Cardiocorax is known from the holotype MGUAN PA103 which consists of a complete pectoral and pelvic girdle, five neck and one back vertebrae, a partial forelimb including the humerus, radius bone, ulna and isolated phalanges, and several dorsal ribs. A second specimen was also referred to the species, MGAUN PA270, a more complete articulated pelvic girdle and a single hind limb. Both specimens are housed at the Museu de Geologia da Universidade Agostinho Neto in Luanda. The specimens were discovered at Bench 19 locality, about seven meters from each other, in Bentiaba of the Namibe Province. They were collected from the Mocuio Formation of the Sāo Nicolau Group of Namibe Basin, dating to the early Maastrichtian stage of the Late Cretaceous, 71.40–71.64 million years ago.
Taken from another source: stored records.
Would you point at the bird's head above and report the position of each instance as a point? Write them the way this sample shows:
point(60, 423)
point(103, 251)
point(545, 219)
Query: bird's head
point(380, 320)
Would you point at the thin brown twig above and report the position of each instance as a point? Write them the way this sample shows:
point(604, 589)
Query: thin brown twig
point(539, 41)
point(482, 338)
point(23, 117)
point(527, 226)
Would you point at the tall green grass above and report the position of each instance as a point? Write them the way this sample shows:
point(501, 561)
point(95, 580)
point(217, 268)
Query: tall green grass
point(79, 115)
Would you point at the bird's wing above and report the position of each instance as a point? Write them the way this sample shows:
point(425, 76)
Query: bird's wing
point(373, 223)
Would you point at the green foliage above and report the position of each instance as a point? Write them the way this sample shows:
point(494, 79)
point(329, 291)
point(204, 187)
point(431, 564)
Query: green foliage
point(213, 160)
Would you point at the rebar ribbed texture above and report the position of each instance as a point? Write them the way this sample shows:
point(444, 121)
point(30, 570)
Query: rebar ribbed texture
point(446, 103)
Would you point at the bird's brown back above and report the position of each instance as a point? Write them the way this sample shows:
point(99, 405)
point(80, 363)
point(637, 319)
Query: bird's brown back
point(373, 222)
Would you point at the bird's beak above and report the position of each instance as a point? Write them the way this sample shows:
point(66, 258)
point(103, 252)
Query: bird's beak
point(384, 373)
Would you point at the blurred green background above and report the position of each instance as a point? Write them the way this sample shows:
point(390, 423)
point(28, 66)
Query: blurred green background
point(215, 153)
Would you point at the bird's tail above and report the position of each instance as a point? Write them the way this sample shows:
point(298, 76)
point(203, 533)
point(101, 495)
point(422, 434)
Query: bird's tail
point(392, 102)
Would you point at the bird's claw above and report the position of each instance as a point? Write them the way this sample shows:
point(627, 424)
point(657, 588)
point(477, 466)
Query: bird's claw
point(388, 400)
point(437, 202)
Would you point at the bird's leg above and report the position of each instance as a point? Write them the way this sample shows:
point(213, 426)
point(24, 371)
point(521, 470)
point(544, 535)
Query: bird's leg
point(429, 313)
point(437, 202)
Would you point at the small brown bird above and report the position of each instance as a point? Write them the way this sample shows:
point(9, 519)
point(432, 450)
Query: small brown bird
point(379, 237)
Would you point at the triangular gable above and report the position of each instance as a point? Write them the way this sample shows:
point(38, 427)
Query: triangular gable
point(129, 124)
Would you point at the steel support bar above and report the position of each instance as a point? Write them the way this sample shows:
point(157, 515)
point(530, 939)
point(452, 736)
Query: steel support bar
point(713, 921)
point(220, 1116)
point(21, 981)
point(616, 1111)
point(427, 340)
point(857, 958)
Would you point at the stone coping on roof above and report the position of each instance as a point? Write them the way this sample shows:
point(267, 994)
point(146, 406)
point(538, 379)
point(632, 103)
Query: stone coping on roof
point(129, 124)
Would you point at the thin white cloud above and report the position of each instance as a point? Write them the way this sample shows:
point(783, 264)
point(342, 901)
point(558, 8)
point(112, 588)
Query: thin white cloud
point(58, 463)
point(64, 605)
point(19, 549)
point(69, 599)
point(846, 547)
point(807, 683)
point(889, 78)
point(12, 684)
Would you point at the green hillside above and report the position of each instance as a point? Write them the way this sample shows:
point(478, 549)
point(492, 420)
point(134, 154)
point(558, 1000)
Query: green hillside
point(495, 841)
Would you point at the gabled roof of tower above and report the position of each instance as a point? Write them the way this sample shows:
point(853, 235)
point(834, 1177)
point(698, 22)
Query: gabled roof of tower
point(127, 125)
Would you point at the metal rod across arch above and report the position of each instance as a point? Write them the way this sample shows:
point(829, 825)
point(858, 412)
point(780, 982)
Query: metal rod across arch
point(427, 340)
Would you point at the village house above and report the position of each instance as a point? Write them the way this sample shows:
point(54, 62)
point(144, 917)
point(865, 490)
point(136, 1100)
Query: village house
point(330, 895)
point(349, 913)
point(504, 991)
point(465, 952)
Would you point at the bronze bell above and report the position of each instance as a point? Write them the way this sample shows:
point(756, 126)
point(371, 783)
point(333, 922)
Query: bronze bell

In 2017 Octávio Mateus found a complete skull and partial postcrania also attributed to Cardiocorax.

Cardiocorax was first named by Ricardo Araújo, Michael J. Polcyn, Anne S. Schulp, Octávio Mateus, Louis L. Jacobs, A. Olímpio Gonçalves and M.-L. Morais in 2015 and the type species is Cardiocorax mukulu. The generic name is derived from Latinised Greek Kardia, meaning "heart", plus corax, meaning "raven/crow" which is also the source of the name "coracoid", in reference to the heart-shaped fenestra between the coracoids which is unique to this genus. The specific name comes from the word mukulu in Angolan Bantu dialects, which means "ancestor".

==Classification==
Cardiocorax is a relatively distinctive elasmosaurid, possessing four unique traits, i.e. autapomorphies. Notably, it shows a reduced dorsal blade of the scapula, a feature unique among elasmosaurids, but convergent with the related cryptoclidid plesiosaurs. This trait indicates a longitudinal protraction-retraction limb cycle rowing style with simple pitch rotation at the glenohumeral articulation - a style unique to Cardiocorax. Araújo et al. (2015) tested the phylogenetic position of the genus using a modified version of Ketchum & Benson (2010) data-set, as well as a second data-set from Vincent et al. (2011) which was found to be consistent with the former. The cladogram below follows their results.